The first day offered rainbow stickers and candy. The second provided a trivia quiz on LGBTQ+ history and pop culture, with 10 randomly selected participants receiving Pride tote bags. The final day featured a duck hunt around the school, with rainbow rubber ducks that students could look for and keep.
Because of the school’s “Fun Day” for sophomores and freshmen, one planned Rainbow Day was cancelled, but students still enjoyed three full days of Pride.
“The reason we picked these is because we wanted to do something interactive with the students,” GSA club president Kaja Tully explained. She felt the second day was especially educational because it taught non-LGBTQ+ students information they may not have known.
“Just to make them aware that only six years ago, gay marriage was made legal in all 50 states. I think it was important for educating others,” Tully said.
Throughout the week, the GSA club also gave LGBTQ+ facts during the school’s morning announcements. On Friday, they talked about Marsha P. Johnson, a queer activist during the gay liberation movement, on the loudspeaker to the majority of the school.
“I think, with pride overall, it is remembering what we have done as a community and what we need to do now,” Kaja said. “It’s really important that we continue making people aware that pride still exists and there are still issues happening in 2021.”
Pride means something different to each person who participates. While it is unsafe for many LGBTQ+ youth to speak openly, during a GSA club meeting, they gave some of their thoughts to the club advisor, Jessica von Brachel.
The members of the GSA see pride as a “celebratory opportunity,” Ms. von Brachel related. “One student said when you are in the middle of pride, whether that’s a pride event or something like what we’re doing this week at GHS, and this is a quote, ‘it’s like the air is easier to breathe.'”
Another student told von Brachel: “It’s a month where I can express myself more than usual.”
Both Pride Week and the GSA itself provide LGBTQ+ youth a place where they can be genuine. Kaja calls the GSA, “a safe space for students that are either allies or a part of the [LGBTQ+] community.” Von Brachel described it as “a supportive, encouraging environment where the students can be unapologetically themselves.”
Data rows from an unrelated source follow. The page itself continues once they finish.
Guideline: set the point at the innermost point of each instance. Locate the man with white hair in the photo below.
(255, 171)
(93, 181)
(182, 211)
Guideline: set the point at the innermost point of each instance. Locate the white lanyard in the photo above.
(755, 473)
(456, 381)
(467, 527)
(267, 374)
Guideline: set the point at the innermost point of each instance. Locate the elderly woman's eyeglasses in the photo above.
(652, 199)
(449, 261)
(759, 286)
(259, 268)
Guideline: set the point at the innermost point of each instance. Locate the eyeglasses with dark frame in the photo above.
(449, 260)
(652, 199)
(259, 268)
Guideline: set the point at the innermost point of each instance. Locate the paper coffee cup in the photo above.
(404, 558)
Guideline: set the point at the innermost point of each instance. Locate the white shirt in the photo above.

For many of the LGBTQ+ community, Pride Week reminds them of a future and of a world where they can be themselves all the time. And this includes students outside of the GSA as well.
Many students cannot participate in the GSA Club, whether because they have not “come out” yet, their parents are unsupportive, they simply don’t have the time, or any number of reasons. Pride Week and other GSA-run events remind them that they exist and there are resources and a community available to them.
One GSA member told von Brachel that Pride shows other students, “We’ve always been here; we’re not going anywhere…We are who we are and we will be here.”
The GSA has run other events this year for this same purpose. The GLSEN Vow of Silence on April 23 was a nationwide day-long vow of silence to spread awareness about the metaphoric silencing of LGBTQ students due to harassment and bullying in schools. The GSA has also previously participated in the GHS Diversity Week.
Kaja has high hopes for future activism. The high school administration has been quick to respond to the club and she sees most teachers as supportive and ready for change.
Von Brachel sees this support as the most important action educators can do: listen. “I think young kid’s voices are a really important part of almost every conversation. We don’t hear them enough… Especially young people who are a part of the community—that’s who you should be hearing from.”
The club officials plan for teachers to pledge to start the school year by having students include their pronouns when introducing themselves. “If we start making it more normal to share pronouns and have people respect pronouns, that would be really amazing and would really help LGBT students at GHS,” Kaja explained.
These plans to improve the future of GHS are as important to Pride Week as the celebration itself. This is why Kaja feels something as simple as rainbow ducks are so important.
“It’s really important for us to acknowledge Pride and make a big deal out of Pride because it’s our past, present, and future,” she said. “We acknowledge our past, we live in the present, and in the future, we’re looking to change.”